8. A fiduciary may accept a benefit but the transaction must be beyond suspicion; and the burden is on the fiduciary to vindicate the benefit from any shadow of suspicion, and to show that it was perfectly fair and reasonable in every respect. Arnold v. Abernethy, 1957.CO.40172 <VL> ¶ 28-29; 307 P.2d 1106 (Colo. 1957). Courts will scrutinize the transaction with great severity. Id. In substance, one who endeavors to retain benefits received from another toward whom he stood in a position of trust has the burden of proof. Id. Use of corporate funds for personal benefit without repayment to the corporation constitutes a breach of fiduciary duty. Polk v. Land, 2000.CO.0042184 <VL>¶ 36; 5 P.3d 402 (Colo.App. 2000).

9. To discharge his fiduciary duty of good faith and loyalty, an agent must disclose all facts relative to the subject matter of his agency that may be material to the decision his principal is about to make. Wheeler v. Carl Rabe, Inc., 599 P.2d 902 (Colo. 1979). A failure to disclose can constitute a breach of fiduciary duty. Cole v. Jennings, 1992.CO.40162 <VL> ¶ 40; 847 P.2d 200 (Colo.App. 1992). A fiduciary’s obligations include a duty to deal impartially with beneficiaries, see Restatement (Second) of Trusts § 183 (1959).

10. A fiduciary owes a duty to refrain from intentional activity aimed at usurping an opportunity for his own benefit. See Whatley v. Wood, 366 P.2d 570 (Colo. 1961). Employment of individual resources to acquire assets for the fiduciaries own benefit defeating a corporations legitimate business plans and purposes constitutes a breach of fiduciary duty. Collie v. Becknell, 1988.CO.40411 <VL>¶ 32; 762 P.2d 727 (Colo.App. 1988).
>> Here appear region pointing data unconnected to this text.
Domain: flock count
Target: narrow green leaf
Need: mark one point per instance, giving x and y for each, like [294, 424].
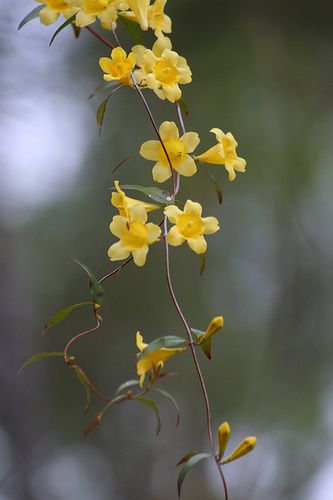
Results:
[62, 314]
[96, 289]
[169, 341]
[82, 378]
[186, 457]
[152, 405]
[32, 15]
[173, 401]
[39, 356]
[133, 29]
[156, 194]
[100, 115]
[217, 185]
[126, 385]
[202, 263]
[66, 23]
[188, 465]
[183, 106]
[104, 87]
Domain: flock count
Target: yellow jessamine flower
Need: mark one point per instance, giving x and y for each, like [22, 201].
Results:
[105, 10]
[177, 148]
[119, 66]
[153, 360]
[224, 153]
[53, 8]
[190, 226]
[134, 235]
[123, 203]
[157, 19]
[162, 70]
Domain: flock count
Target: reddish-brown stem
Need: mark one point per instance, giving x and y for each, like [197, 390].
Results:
[194, 356]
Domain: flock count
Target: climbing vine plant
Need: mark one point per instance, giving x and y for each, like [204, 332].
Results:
[161, 71]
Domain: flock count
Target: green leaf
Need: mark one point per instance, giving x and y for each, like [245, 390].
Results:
[152, 405]
[100, 115]
[96, 289]
[126, 385]
[156, 194]
[62, 314]
[217, 185]
[188, 465]
[187, 457]
[82, 378]
[133, 29]
[29, 17]
[183, 106]
[39, 356]
[104, 87]
[173, 401]
[168, 341]
[66, 23]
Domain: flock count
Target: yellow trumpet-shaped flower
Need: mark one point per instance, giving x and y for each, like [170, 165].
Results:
[134, 235]
[119, 66]
[105, 10]
[157, 19]
[223, 434]
[177, 148]
[53, 9]
[247, 445]
[123, 203]
[190, 226]
[153, 360]
[140, 11]
[162, 71]
[224, 153]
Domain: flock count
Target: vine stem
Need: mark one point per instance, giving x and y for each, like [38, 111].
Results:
[194, 356]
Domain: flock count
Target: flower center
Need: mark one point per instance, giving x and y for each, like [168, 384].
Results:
[94, 7]
[190, 225]
[176, 151]
[58, 5]
[136, 236]
[166, 73]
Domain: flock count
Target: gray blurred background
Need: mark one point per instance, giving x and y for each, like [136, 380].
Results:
[263, 71]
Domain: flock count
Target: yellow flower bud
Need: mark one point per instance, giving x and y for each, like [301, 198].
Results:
[223, 435]
[242, 449]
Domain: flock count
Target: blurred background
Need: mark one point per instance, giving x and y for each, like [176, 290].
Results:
[262, 70]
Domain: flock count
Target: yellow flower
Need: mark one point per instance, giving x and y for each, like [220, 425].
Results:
[140, 10]
[223, 435]
[242, 449]
[190, 226]
[119, 67]
[162, 71]
[153, 360]
[53, 8]
[134, 235]
[123, 203]
[177, 148]
[105, 10]
[224, 153]
[157, 19]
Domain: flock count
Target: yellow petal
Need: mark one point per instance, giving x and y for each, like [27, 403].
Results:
[191, 141]
[223, 435]
[169, 130]
[193, 207]
[161, 172]
[211, 225]
[118, 251]
[174, 237]
[198, 245]
[150, 150]
[245, 447]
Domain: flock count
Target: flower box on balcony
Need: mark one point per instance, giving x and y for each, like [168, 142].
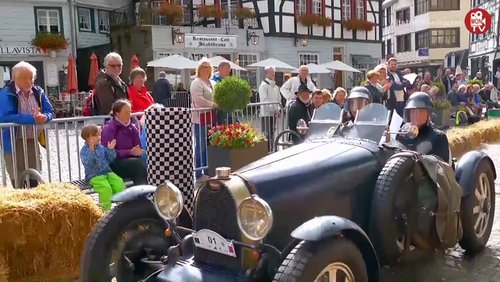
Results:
[243, 13]
[358, 24]
[308, 19]
[173, 12]
[210, 11]
[50, 41]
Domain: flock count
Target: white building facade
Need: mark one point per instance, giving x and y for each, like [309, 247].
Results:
[420, 33]
[484, 53]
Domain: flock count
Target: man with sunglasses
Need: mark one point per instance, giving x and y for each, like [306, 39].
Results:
[109, 86]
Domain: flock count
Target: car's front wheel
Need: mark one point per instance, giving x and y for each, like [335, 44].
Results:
[123, 242]
[478, 210]
[333, 260]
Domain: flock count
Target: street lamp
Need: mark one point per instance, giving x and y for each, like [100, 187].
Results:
[252, 38]
[177, 36]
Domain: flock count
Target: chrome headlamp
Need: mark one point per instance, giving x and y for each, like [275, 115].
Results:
[169, 201]
[255, 218]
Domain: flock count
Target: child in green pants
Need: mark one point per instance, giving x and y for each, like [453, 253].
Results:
[96, 159]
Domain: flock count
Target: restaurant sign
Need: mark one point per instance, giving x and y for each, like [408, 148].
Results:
[19, 50]
[209, 41]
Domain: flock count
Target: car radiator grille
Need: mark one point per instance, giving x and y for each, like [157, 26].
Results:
[216, 210]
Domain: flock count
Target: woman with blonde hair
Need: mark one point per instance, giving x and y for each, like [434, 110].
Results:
[339, 96]
[201, 90]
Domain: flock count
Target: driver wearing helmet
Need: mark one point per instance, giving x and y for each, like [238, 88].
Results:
[429, 140]
[358, 98]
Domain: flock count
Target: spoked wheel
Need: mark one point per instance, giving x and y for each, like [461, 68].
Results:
[284, 140]
[126, 244]
[478, 210]
[337, 259]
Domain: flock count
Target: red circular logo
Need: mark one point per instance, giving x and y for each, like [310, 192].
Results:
[478, 21]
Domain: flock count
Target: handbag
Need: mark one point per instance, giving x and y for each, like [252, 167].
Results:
[41, 136]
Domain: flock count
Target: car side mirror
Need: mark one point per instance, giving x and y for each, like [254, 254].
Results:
[302, 127]
[409, 130]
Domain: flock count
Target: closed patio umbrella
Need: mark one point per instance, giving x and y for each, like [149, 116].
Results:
[94, 70]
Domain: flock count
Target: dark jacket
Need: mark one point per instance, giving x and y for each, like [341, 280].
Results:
[161, 91]
[107, 92]
[9, 110]
[298, 110]
[429, 141]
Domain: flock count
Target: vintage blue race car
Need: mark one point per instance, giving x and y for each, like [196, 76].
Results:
[333, 208]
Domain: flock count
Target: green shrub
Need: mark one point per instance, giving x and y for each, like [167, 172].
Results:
[232, 93]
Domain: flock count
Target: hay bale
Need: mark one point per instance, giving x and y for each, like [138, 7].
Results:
[44, 230]
[465, 139]
[4, 270]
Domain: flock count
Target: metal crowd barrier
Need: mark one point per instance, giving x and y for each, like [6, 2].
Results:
[60, 160]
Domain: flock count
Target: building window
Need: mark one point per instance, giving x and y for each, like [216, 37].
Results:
[360, 9]
[308, 58]
[444, 5]
[421, 7]
[48, 20]
[317, 7]
[85, 21]
[403, 16]
[346, 9]
[422, 39]
[251, 75]
[388, 15]
[403, 43]
[445, 38]
[103, 21]
[301, 7]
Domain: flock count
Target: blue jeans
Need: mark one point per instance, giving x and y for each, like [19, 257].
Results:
[200, 135]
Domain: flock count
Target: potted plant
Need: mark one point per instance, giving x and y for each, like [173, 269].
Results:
[52, 42]
[324, 21]
[234, 144]
[243, 13]
[210, 11]
[442, 113]
[308, 19]
[173, 12]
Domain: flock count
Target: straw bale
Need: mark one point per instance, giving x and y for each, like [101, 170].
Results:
[44, 230]
[464, 139]
[4, 270]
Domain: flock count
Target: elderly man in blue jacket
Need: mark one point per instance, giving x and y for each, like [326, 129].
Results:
[24, 103]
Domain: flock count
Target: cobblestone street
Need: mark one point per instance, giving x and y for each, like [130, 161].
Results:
[454, 265]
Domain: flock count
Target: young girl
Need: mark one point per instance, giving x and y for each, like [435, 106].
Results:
[96, 159]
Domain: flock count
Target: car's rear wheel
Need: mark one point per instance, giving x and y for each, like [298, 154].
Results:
[392, 208]
[333, 260]
[478, 210]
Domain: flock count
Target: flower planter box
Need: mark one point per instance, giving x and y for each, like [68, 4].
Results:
[234, 158]
[442, 118]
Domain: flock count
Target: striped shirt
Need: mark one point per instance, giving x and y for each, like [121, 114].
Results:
[27, 104]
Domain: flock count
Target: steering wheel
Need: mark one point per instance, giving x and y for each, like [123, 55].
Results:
[286, 142]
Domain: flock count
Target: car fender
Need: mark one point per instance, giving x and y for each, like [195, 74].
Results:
[466, 169]
[133, 193]
[325, 227]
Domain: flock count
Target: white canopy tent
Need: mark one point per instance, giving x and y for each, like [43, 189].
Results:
[315, 69]
[277, 64]
[176, 62]
[215, 61]
[339, 66]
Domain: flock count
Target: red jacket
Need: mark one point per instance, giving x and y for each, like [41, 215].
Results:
[140, 100]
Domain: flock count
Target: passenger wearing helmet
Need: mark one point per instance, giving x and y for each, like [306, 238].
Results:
[357, 99]
[429, 141]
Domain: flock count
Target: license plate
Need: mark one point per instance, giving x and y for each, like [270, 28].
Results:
[210, 240]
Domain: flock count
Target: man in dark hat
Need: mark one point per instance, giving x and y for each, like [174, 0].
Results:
[300, 109]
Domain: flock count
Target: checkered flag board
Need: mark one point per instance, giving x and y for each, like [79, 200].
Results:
[169, 139]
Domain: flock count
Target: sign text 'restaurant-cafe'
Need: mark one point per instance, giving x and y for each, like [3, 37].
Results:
[209, 41]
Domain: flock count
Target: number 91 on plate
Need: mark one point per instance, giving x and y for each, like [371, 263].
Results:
[210, 240]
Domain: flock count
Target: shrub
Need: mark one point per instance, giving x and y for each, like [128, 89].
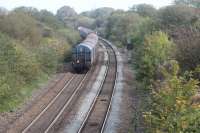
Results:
[171, 106]
[155, 51]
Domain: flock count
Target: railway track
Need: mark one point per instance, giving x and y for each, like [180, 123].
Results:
[96, 117]
[44, 120]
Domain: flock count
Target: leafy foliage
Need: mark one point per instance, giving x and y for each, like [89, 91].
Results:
[156, 50]
[32, 46]
[171, 106]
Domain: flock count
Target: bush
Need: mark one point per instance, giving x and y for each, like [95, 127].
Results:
[155, 51]
[171, 106]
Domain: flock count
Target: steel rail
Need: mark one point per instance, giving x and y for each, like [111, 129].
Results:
[47, 107]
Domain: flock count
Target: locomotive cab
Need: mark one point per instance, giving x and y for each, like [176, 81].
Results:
[81, 57]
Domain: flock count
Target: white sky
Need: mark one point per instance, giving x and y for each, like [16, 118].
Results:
[80, 5]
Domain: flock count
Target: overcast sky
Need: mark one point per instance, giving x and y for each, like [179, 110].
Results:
[80, 5]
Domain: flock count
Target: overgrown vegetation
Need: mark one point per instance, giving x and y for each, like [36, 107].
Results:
[165, 58]
[33, 44]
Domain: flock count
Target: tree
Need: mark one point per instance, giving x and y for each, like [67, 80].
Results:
[66, 12]
[193, 3]
[145, 10]
[172, 110]
[176, 15]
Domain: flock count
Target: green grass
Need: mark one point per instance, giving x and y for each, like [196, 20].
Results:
[14, 102]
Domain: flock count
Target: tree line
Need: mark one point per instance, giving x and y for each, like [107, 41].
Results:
[166, 60]
[33, 45]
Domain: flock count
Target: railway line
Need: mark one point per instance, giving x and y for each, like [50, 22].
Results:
[95, 118]
[44, 119]
[99, 110]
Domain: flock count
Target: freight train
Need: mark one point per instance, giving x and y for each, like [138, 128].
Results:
[84, 54]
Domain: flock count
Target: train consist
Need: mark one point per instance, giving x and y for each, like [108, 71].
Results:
[84, 54]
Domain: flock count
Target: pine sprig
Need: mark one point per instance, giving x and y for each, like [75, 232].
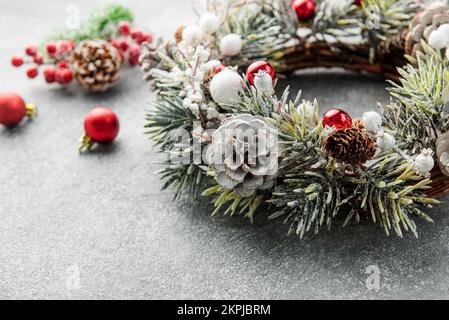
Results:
[101, 24]
[392, 193]
[266, 31]
[311, 190]
[336, 20]
[420, 112]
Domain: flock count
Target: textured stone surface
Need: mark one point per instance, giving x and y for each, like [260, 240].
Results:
[102, 213]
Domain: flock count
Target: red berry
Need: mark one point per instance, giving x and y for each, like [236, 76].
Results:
[64, 76]
[305, 9]
[219, 68]
[257, 66]
[115, 43]
[134, 54]
[145, 37]
[38, 59]
[63, 64]
[102, 125]
[65, 46]
[136, 34]
[17, 61]
[12, 109]
[124, 45]
[31, 50]
[124, 28]
[32, 72]
[51, 48]
[50, 75]
[337, 118]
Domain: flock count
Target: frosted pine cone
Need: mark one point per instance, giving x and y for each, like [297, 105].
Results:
[244, 154]
[151, 59]
[96, 65]
[422, 25]
[351, 146]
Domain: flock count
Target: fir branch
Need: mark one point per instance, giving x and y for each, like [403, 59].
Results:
[266, 31]
[383, 19]
[336, 20]
[421, 110]
[101, 24]
[233, 204]
[392, 193]
[311, 191]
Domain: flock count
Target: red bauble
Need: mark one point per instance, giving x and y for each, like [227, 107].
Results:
[305, 9]
[32, 72]
[257, 66]
[337, 118]
[17, 61]
[136, 34]
[50, 74]
[51, 48]
[146, 37]
[38, 59]
[31, 51]
[13, 109]
[101, 125]
[219, 68]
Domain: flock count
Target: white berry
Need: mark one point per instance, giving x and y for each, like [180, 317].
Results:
[209, 23]
[192, 35]
[424, 162]
[372, 121]
[263, 82]
[385, 141]
[231, 45]
[225, 87]
[306, 108]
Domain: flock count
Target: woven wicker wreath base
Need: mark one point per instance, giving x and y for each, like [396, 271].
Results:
[356, 58]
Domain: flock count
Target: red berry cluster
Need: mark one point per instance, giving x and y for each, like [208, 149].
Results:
[128, 42]
[54, 62]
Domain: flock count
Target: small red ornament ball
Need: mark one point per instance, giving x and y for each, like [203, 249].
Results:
[337, 118]
[101, 125]
[305, 9]
[12, 109]
[17, 61]
[257, 66]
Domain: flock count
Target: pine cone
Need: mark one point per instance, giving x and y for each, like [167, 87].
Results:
[422, 26]
[96, 65]
[178, 34]
[358, 124]
[351, 146]
[150, 58]
[244, 154]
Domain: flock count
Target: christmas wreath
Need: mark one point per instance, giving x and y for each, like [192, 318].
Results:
[229, 136]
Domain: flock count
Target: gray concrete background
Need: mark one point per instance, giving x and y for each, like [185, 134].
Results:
[102, 213]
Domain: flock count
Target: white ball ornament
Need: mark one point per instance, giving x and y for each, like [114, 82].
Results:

A person standing in a fiduciary relationship to a corporation will not be permitted to reap a benefit to the detriment of the corporation’s creditors. Continental Oil Co. v. Zaring, 1977.CO.40484 <VL>¶ 30;  563 P.2d 964 (Colo.App. 1977). If the fiduciary does purchase corporate assets, the fiduciary must account to those who have a right to demand it for the full value of the property so purchased. Id. A fiduciary may not keep for themselves more of a corporate asset than is necessary to pay the amount due them. Id. @ ¶ 31.